At the same time this war which has indiscriminately killed children and pregnant women in hospitals and grandmothers in their apartments is taking place in the larger context of the deep shift outlined above. If the thawing and melting of Russia’s vast frozen tundra accelerates and spews methane, a potent warming agent, into the Earth’s atmosphere, Putin’s dream of recovered Russian greatness will dissolve, as the Earth regresses into forms of chaos that will be far beyond the control of the most wily and paranoid autocrat, be they Russian, American, Hungarian, North Korean, take your pick.

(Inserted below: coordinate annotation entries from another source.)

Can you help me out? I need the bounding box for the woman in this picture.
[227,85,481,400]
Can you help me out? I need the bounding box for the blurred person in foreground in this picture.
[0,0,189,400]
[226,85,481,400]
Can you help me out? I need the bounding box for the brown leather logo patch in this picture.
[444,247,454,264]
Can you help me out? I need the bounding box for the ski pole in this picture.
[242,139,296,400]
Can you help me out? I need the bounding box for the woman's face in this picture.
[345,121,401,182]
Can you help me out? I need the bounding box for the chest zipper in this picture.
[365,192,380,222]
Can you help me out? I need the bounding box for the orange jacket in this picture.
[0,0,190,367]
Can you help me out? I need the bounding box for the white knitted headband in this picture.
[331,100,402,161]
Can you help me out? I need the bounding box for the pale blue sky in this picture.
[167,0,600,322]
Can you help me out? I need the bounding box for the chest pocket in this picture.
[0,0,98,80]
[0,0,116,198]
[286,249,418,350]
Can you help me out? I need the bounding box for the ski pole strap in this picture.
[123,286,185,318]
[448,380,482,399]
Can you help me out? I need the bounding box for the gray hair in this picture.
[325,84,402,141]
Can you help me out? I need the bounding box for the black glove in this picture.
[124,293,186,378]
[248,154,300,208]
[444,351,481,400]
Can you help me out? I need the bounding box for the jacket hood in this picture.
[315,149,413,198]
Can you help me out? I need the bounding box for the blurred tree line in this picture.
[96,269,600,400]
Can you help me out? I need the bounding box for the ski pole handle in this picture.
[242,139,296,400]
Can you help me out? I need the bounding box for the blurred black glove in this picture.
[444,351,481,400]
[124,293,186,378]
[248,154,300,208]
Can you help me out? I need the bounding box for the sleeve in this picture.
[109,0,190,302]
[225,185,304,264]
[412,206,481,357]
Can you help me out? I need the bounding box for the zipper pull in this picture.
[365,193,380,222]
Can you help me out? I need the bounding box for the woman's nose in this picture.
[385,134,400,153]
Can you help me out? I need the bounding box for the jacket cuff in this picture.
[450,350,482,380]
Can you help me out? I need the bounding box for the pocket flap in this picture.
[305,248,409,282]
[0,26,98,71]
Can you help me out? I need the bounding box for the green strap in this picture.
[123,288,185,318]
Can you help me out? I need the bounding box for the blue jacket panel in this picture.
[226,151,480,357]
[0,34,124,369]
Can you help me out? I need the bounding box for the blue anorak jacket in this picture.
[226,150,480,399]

Can we hold in our hearts and minds two opposing conceptions of security? On the one hand, we experience indignation that the people of Ukraine must suffer such monumental injustice, and on the other we also know that aggressive wars led by autocrats lead nowhere and will become more and more a distraction from the immense challenge of climate. Resources we allow to flow into the deterrence system by the trillions will be unavailable for building more solar panels.

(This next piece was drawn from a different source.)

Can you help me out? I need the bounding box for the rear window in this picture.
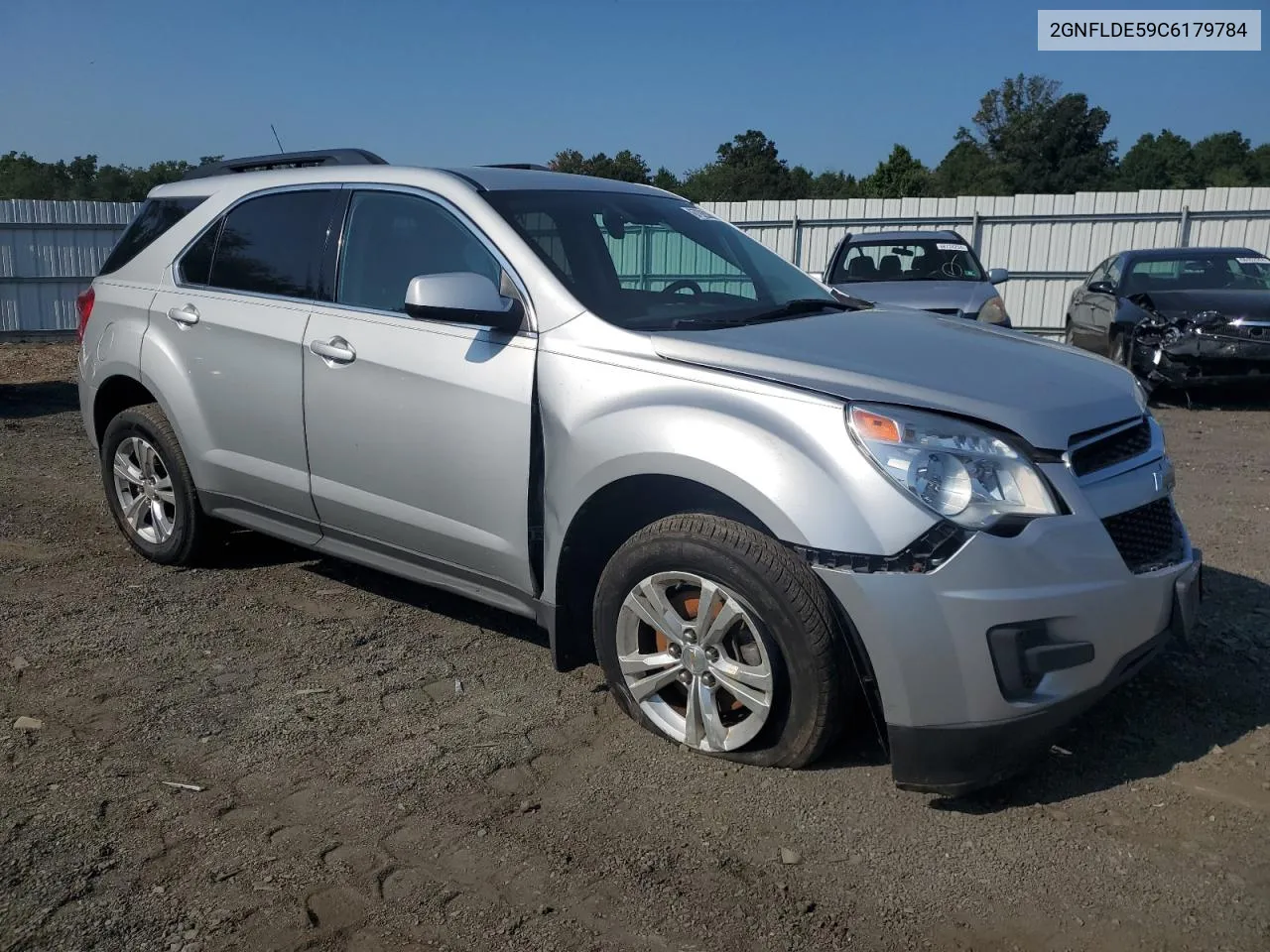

Our wars are a monumental failure of our capacity to see ourselves in the other, revealing our shared interest in working together not just to resolve our differences peacefully but to plan for climate effects that are coming for everyone, rich and poor alike.
Putin and Trump are representatives of this tragic shortfall of ethical imagination. Ukraine is paying the price. The pundits are already handicapping the next possible test of obsolete paradigms of power: China and Taiwan. Both of those great nations manufacture software that can help the world make the transition to regenerative technologies more successfully and rapidly. What would a war between them prove, besides providing another occasion for nuclear brinksmanship or far worse?

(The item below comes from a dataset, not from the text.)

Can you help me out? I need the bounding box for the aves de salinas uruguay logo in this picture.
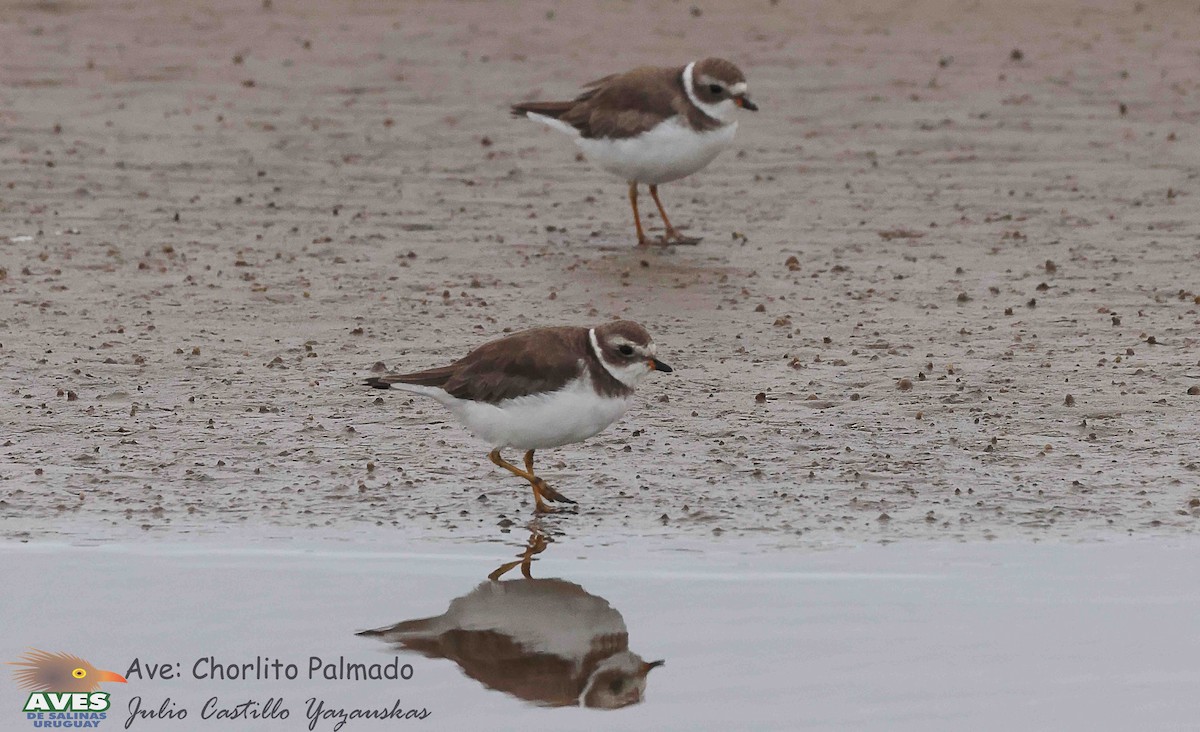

Beyond the shift lies the possibility of a world where the trillions spent on war and weapons are redirected toward meeting human needs directly, creating a virtuous circle that spirals up into prevention rather than down into violence. Far from being utopian, the shift will be necessary for our survival. Positing the most optimistic scenarios, the damage we have already done to ourselves is going to require an immense educational, economic, military and political reorientation—as one example, think of what it will take in time and resources just to rebuild Gaza.
When it comes to both nukes and climate, my survival depends upon how those on the other side of the planet think and act, and their survival depends upon what initiatives I take. This commonality of self-interest can even be seen as an opportunity, at least in the immediate future. But to the extent we continue to drift (for example, no mention was made at the latest climate gathering in Brazil of the need to move beyond fossil fuels) the window of relative order that allows for proactive initiative will begin to close.
Choosing life over death, cooperation over competition, poses a direct threat to the arms business, the nearest thing on Earth to a perpetual motion machine. But where there is deep awareness and agreement that all of us share the human adventure together and each is responsible for all, the required shift will gather momentum. It will release our creative energies toward the real challenge of making our peace with the Earth. Only then can the biosphere continue to sustain us into the next phase of the human story. Fortunately the Earth itself has immense self-healing capabilities if we work with it.